Tuesday, April 29, 2014

“The Condemned and the Converted”


    Two classes of people exist in the world, the condemned and the converted.

    “He that believeth not is condemned already, because he hath not believed in the name of the only begotten Son of God” (John 3:18).
    “Verily I say unto you, Except ye be converted, and become as little children, ye shall not enter into the kingdom of heaven” (Matthew 18:3).

    Similarities and difference characterize the two groups.

    Both were originally born of Adam’s race, and thus conceived in the sin inherited from our original forebear.   Through unbelief, the condemned remain in their plight.   God’s grace, however, spiritually rescues and births the converted into a new family, headed by the Lord Jesus Christ (John 3:17; II Corinthians 5:17; Ephesians 3:15).

    God deems the condemned as “dead in trespasses and sins.”   Conversely, He declares the converted as “alive unto God through Jesus Christ our Lord” (Ephesians 2:1; Romans 6:11).

    The sins of the condemned remain their own despite the work of the Lord Jesus “for the sins of the whole world.”  The sins of the converted are forgiven, never to be accounted to them in the sense of condemnation and wrath (I John 2:2; Romans 4:8).

    Both companies still sin.  The origin of such in the condemned, however, involves both spirit and flesh.  The converted, in contrast, sin as the result of yielding to the fleshly lusts of the law of sin in their members (I John 1:8; Romans 7:17-25; Ephesians 2:3).

    The condemned cannot save themselves from the mastery of sin.  The converted did not and cannot do so either, but rather freely received - and continue to receive - the grace of “the Author and Finisher of our faith,” the Lord Jesus (Ephesians 2:7-8; Hebrews 12:2).

    The  condemned “live and move and have being” in God, while also receiving “life and breath and all things” from Him.  They do not, however, know or appreciate this.  The converted live in the same beneficence, while seeking to offer perpetual praise and thanksgiving to the One whom they recognize and affirm as the Giver of “every good gift and every perfect gift” (Acts 17:25-28; Psalm 107:1-2; James 1:17).
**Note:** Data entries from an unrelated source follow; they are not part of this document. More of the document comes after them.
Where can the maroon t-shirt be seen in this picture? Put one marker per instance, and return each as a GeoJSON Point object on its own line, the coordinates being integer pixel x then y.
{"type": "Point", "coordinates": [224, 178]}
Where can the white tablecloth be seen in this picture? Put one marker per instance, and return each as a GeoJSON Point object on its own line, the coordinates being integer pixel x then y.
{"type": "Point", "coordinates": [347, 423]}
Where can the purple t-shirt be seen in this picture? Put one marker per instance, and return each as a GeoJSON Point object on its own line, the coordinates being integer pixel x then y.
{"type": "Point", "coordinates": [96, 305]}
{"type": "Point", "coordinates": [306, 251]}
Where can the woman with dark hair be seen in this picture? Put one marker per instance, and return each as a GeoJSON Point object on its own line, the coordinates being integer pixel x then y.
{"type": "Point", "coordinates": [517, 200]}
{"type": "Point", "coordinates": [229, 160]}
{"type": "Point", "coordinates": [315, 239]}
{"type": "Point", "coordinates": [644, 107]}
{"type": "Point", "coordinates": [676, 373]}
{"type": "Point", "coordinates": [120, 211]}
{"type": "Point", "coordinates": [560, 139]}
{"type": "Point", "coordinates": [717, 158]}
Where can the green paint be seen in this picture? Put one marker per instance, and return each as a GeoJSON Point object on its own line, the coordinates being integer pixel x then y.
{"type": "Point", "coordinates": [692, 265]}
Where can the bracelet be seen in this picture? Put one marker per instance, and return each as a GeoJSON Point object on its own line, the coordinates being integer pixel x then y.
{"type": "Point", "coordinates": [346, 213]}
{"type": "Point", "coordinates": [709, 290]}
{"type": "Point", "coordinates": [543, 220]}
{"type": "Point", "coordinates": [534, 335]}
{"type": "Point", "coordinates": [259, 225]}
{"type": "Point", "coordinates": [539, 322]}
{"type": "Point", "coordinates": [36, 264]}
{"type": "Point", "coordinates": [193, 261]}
    The list could go on and on, if space permitted.  We close, however, with perhaps the most consequential characteristic that separates the two classes.  The Spirit of the Lord Jesus Christ dwells in the converted as the free gift of God’s grace, thus fulfilling their very reason for being.  Sadly and tragically, this is not the case in the condemned, who thus exist in the dark unreality of not being what they were made to be.  Christ thus serves as the defining issue of the condemned and the converted, either by His presence or absence.  May our Heavenly Father increase our knowledge of His Son’s preeminence.  And may He influence those in our world who do do not recognize the Lord Jesus as Creator, Redeemer, and the very Life of life (Romans 8:9: Colossians 1:27).

“This is the record, that God hath given to us eternal life, and this life is in His Son.  He that hath the Son hath life; and he that hath not the Son of God hath not life.
(I John 5:11-12)

Weekly Memory Verse
   Enter into His gates with thanksgiving, and into His courts with praise: be thankful unto Him, and bless His name.